Olivier Messiaen
Born in 1908 in Avignon into a literary family (his father, Pierre Messiaen, was a translator and his mother, Cécile Sauvage, a poet), Olivier Messiaen was marked by the idea of language. He first devised his own language (his book Technique of My Musical Language was completed in 1943) and based it on the modality that, as a child, he had discovered in Debussy, and that he later developed at the Paris Conservatory with Paul Dukas (composition), Maurice Emmanuel (history of music) and Marcel Dupré (organ). He then created his own poetic language, from which all his vocal works issue. Finally, identifying the musical language of others fed his teaching, be it his private lessons (given, between 1943 and 1947, to an inner circle of pupils that included Pierre Boulez and Yvonne Loriod, his future wife) or his worldrenowned classes in the Paris Conservatory from 1947.
In 1930 Messiaen was appointed organist of the Church of the Holy Trinity in Paris, and it was there that he put to good use the art of Dupré and Tournemire, and, though he was an exceptional improviser, he never became an organist-composer.
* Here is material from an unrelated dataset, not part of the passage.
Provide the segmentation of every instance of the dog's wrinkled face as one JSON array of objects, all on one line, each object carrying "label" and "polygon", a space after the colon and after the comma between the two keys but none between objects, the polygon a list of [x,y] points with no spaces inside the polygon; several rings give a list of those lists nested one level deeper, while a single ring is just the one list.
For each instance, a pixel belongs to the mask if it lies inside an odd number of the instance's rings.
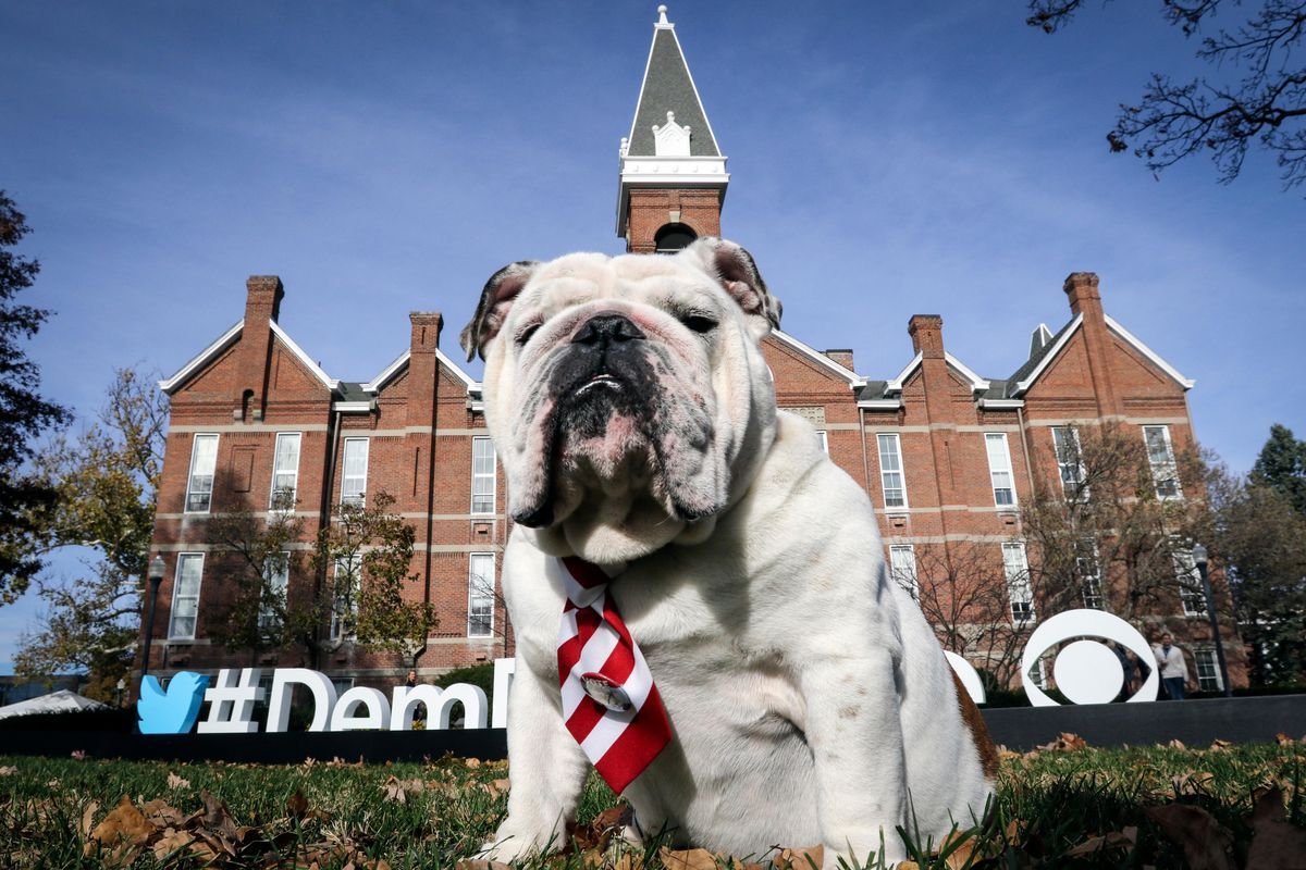
[{"label": "dog's wrinkled face", "polygon": [[778,321],[752,257],[720,239],[502,269],[462,346],[486,357],[513,519],[599,562],[705,537],[773,437],[759,342]]}]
Free of liturgical constraints, his immense output for organ bears a double imprint. With the first, starting in 1929 with Diptyque and extending to his earliest orchestral pieces (Les Offrandes oubliées and Le Tombeau resplendissant), the organist is the intermediary for a prayerful meditation. With the second, the organ becomes a crucible in which to experiment – in regard to modes, rhythms and colours – with other types of works: instrumental (Vingt Regards sur l’Enfant-Jésus, Quatuor pour la Fin du Temps, Visions de l’Amen), orchestral (Turangalîla-Symphonie and Réveil des Oiseaux) and vocal (Trois Petites Liturgies de la Présence Divine and Cinq Rechants, but also some song cycles that are, alas, too little known, with the exception of the Poèmes pour Mi).
The music of Olivier Messiaen is – or is structured like – a language, with meaning and form kept separate. Meaning is like a rock: an unalterable faith of which the musical paradigm is Gregorian monody, indefinitely extended beyond human breath, and that finds embodiment in the instruments that are able to prolong sound (strings, organ or ondes Martenot). As for form, this language is characterised by its tone-colours and its rhythms. With an instinct for the association of sound and colour, Messiaen transcended the registration/orchestration habitually used by organists to forge incandescent sound matter. Finally, he who, until his death in 1992, readily referred to himself as an ornithologist, strove to seize the natural order of the world, both in nature (he tracked bird-song all over the planet) and in ontological time (inspired by the rhythms of India, he completely changed the West’s understanding of musical time). To be sure, Messiaen will continue, and for along time, to speak within us, intimately.